I had an experience where the bead was damaged & would not stay on the rim & it was a 2bless rim as well. I didn't know that a pinched or punctured tube could cause a tire to blow off (nuube over sight) I apologize for giving miss leading info!


----------



## T K (Feb 11, 2009)

grpweld said:


> I had an experience where the bead was damaged & would not stay on the rim & it was a 2bless rim as well. I didn't know that a pinched or punctured tube could cause a tire to blow off (nuube over sight) I apologize for giving miss leading info!
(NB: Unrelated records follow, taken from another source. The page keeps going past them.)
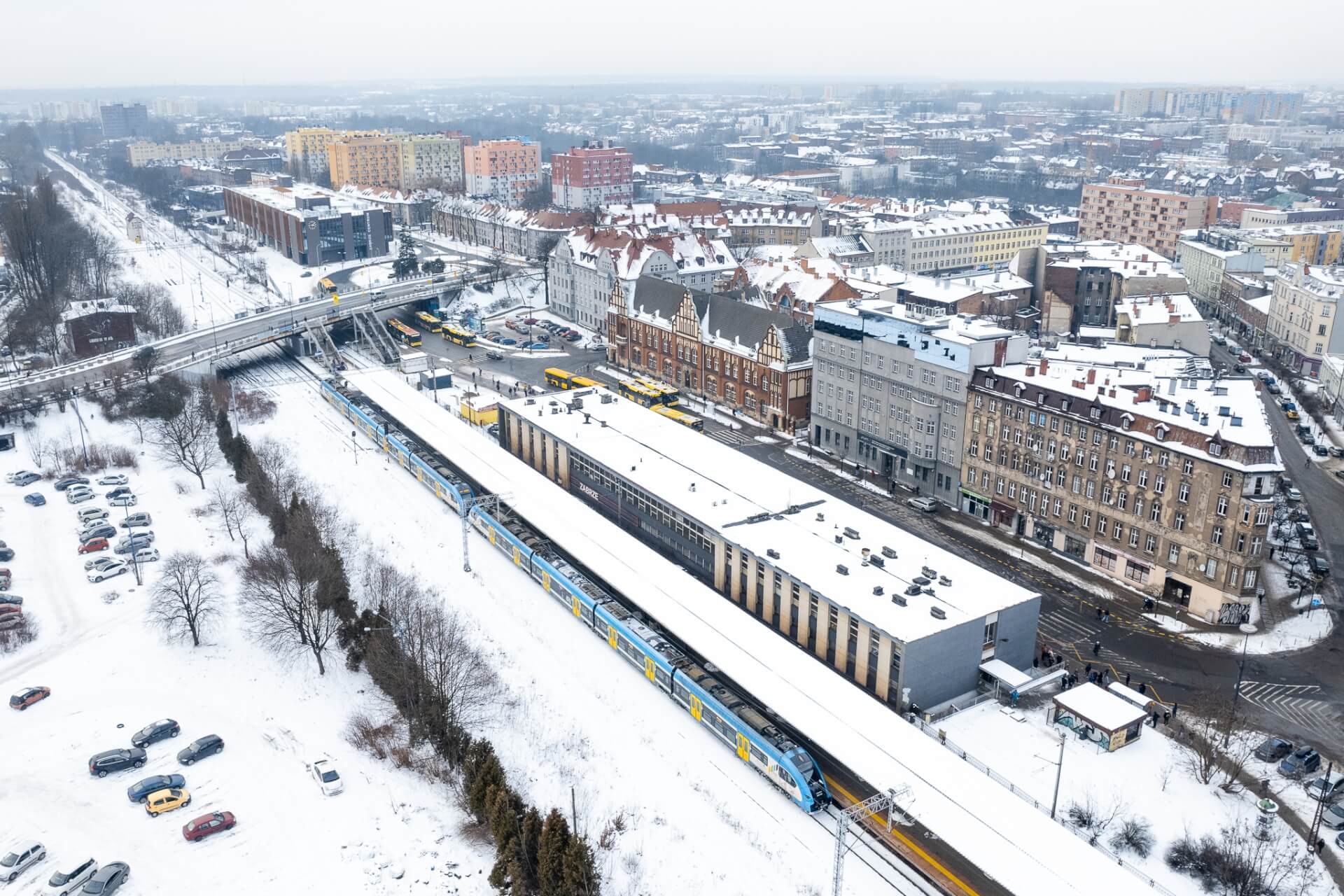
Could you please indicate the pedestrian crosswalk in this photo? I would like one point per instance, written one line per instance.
(1297, 704)
(730, 437)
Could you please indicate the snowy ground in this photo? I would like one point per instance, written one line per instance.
(695, 818)
(111, 675)
(1145, 777)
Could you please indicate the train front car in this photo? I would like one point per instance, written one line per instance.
(808, 774)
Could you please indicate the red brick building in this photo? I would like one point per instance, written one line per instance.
(715, 347)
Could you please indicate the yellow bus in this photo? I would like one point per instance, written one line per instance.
(458, 336)
(432, 324)
(671, 394)
(640, 394)
(403, 332)
(680, 416)
(564, 379)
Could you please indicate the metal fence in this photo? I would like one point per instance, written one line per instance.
(941, 736)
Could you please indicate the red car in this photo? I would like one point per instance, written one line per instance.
(29, 696)
(201, 828)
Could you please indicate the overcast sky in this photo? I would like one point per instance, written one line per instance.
(99, 43)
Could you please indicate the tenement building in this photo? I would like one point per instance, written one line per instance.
(749, 359)
(889, 387)
(1160, 481)
(909, 622)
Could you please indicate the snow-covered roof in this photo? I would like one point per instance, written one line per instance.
(748, 503)
(1098, 707)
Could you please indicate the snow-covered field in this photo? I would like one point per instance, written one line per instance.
(1145, 780)
(574, 719)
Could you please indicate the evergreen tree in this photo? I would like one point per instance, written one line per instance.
(550, 855)
(580, 875)
(406, 264)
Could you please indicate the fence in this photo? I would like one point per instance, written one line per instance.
(1026, 797)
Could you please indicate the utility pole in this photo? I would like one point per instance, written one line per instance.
(858, 812)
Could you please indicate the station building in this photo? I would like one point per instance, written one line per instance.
(909, 622)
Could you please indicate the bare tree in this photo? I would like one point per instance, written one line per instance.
(188, 438)
(281, 608)
(186, 598)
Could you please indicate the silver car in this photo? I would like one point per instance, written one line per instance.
(64, 883)
(20, 859)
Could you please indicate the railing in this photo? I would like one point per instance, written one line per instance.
(1026, 797)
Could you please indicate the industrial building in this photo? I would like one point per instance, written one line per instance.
(906, 621)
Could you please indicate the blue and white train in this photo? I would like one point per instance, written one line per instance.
(685, 679)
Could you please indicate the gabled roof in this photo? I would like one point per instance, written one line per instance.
(723, 317)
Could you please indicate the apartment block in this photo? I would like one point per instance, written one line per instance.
(889, 388)
(502, 169)
(596, 174)
(1154, 479)
(1126, 211)
(1303, 315)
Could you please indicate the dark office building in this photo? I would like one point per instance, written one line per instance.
(121, 121)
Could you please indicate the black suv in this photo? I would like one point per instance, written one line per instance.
(200, 748)
(116, 761)
(155, 731)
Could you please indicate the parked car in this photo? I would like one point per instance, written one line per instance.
(1334, 816)
(108, 879)
(99, 530)
(1301, 762)
(139, 792)
(62, 883)
(155, 731)
(202, 747)
(198, 830)
(106, 573)
(1273, 748)
(328, 780)
(167, 799)
(29, 696)
(20, 859)
(1327, 790)
(89, 514)
(111, 761)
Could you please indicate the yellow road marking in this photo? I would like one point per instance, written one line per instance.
(906, 841)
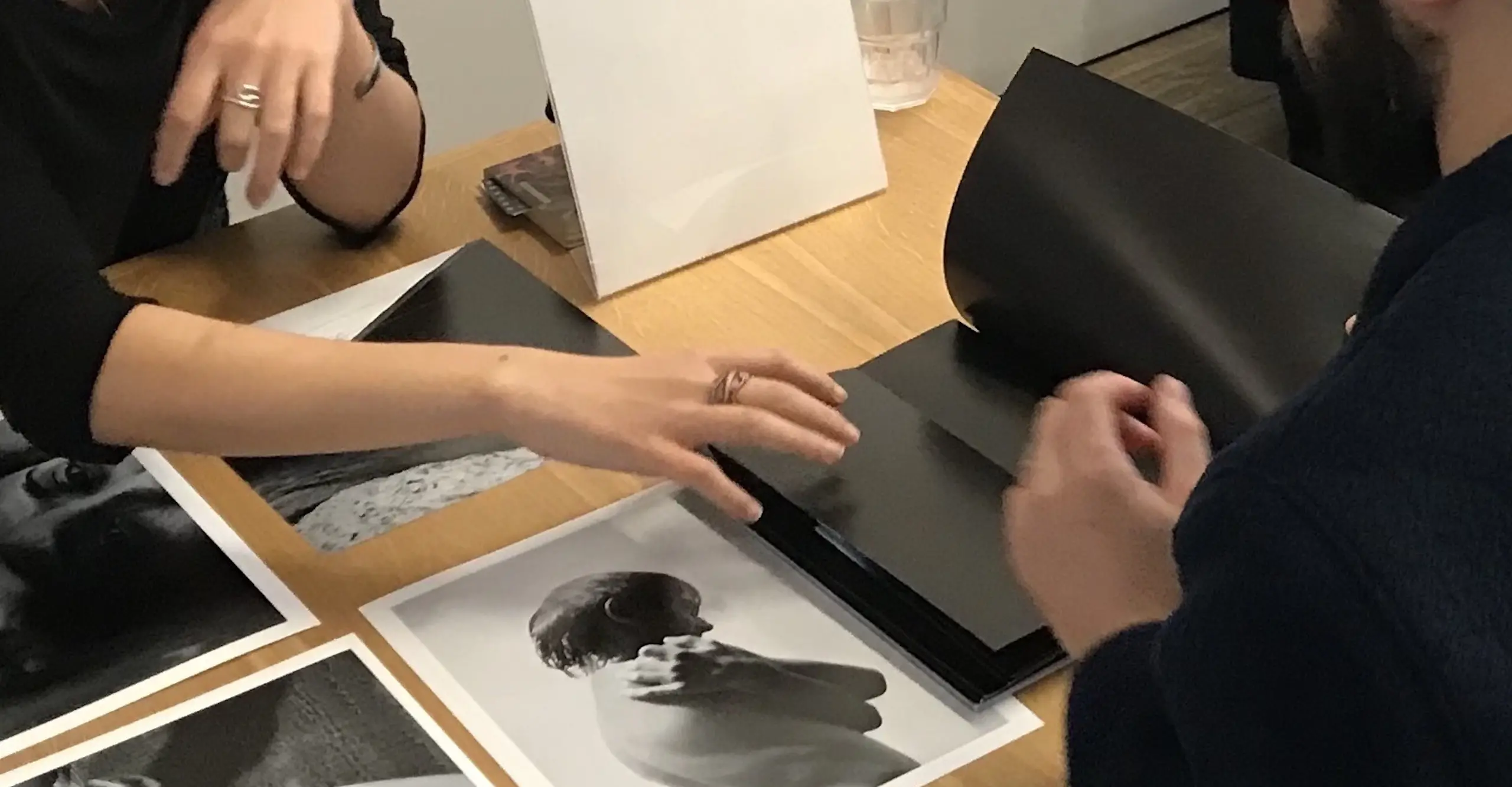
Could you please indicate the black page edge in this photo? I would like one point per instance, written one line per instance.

Good for you for comming back. There are a lot of people on here that know more than most of us ever will. I have learned a lot from these guys. Mike T is one of them.
I just gave you some rep for being a stand up guy. I see you are green again, that's my good deed for the day. Enjoy!


----------



## MR_GRUMPY (Aug 21, 2002)

This has happened to me , just once, a long time ago. Tire would blow off, after 2 to 3 hours. This happened 3 times, so I assumed that it had a defective bead. Tire went on pretty easy...a little too easy, so I pitched it.
Never had this problem again.
.
.


----------



## RoadrunnerLXXI (Jun 3, 2012)

I have to agree. Vittoria tires are a cinch to mount...though it could be because it's folding and not beaded like the Michelin's I used to own.


----------